Neisseria gonorrhoeae, the bacterial pathogen that causes gonorrhea, is one of the most common sexually transmitted infections, with an estimated 82.4 million new infections globally in 2020.1 Antimicrobial resistance (AMR) in N. gonorrhoeae is increasing and is considered an urgent global health issue.6 Currently, ceftriaxone is the last remaining empiric treatment option for gonorrhea, and ceftriaxone monotherapy is recommended in many settings, including the USA and UK.2,3
Next-generation sequencing has revolutionized our understanding of bacterial pathogens, in general, and has advanced our knowledge of N. gonorrhoeae, in particular, including the determination of AMR mutations, investigating outbreaks, and surveillance.7–9 The establishment of large databases of genomic sequence data provide a rich resource for public health professionals and researchers seeking to understand trends of N. gonorrhoeae on a global scale.
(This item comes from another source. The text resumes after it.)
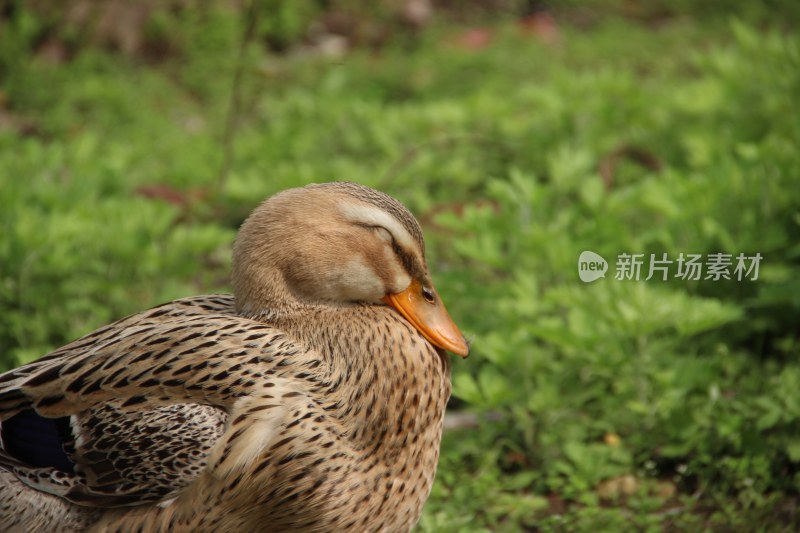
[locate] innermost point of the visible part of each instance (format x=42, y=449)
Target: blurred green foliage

One such database is PathogenWatch (https://pathogen.watch/), a publicly available database that combines sequence data with metadata, including phenotypic AMR data, that can be used not only for surveillance purposes, but also for the development of molecular assays to improve diagnosis and treatment.10,11
Using bacterial genomic data, prior research has used machine learning (ML) algorithms to predict AMR in various pathogens. For example, Nguyen et al. used extreme gradient boosting to predict MIC values for Nontyphoidal Salmonella species against multiple antibiotics.12 An analysis of different ML models for predicting AMR in different combinations of bacterial species and antibiotics, one of which included N. gonorrhoeae with ciprofloxacin and azithromycin, found performance varied depending on the species, resistance metrics, and antibiotic drugs, highlighting the complexity of developing clinically applicable ML models.13 When training an ML model, two types of input data can be used with genomic data, namely k-mer-based and reference-based.14 A k-mer method has an advantage when the clinical reference is not set and if pathogens have complex AMR mechanisms. On the other hand, the reference-based method incorporates well-established prior knowledge such as certain mutations in AMR genes.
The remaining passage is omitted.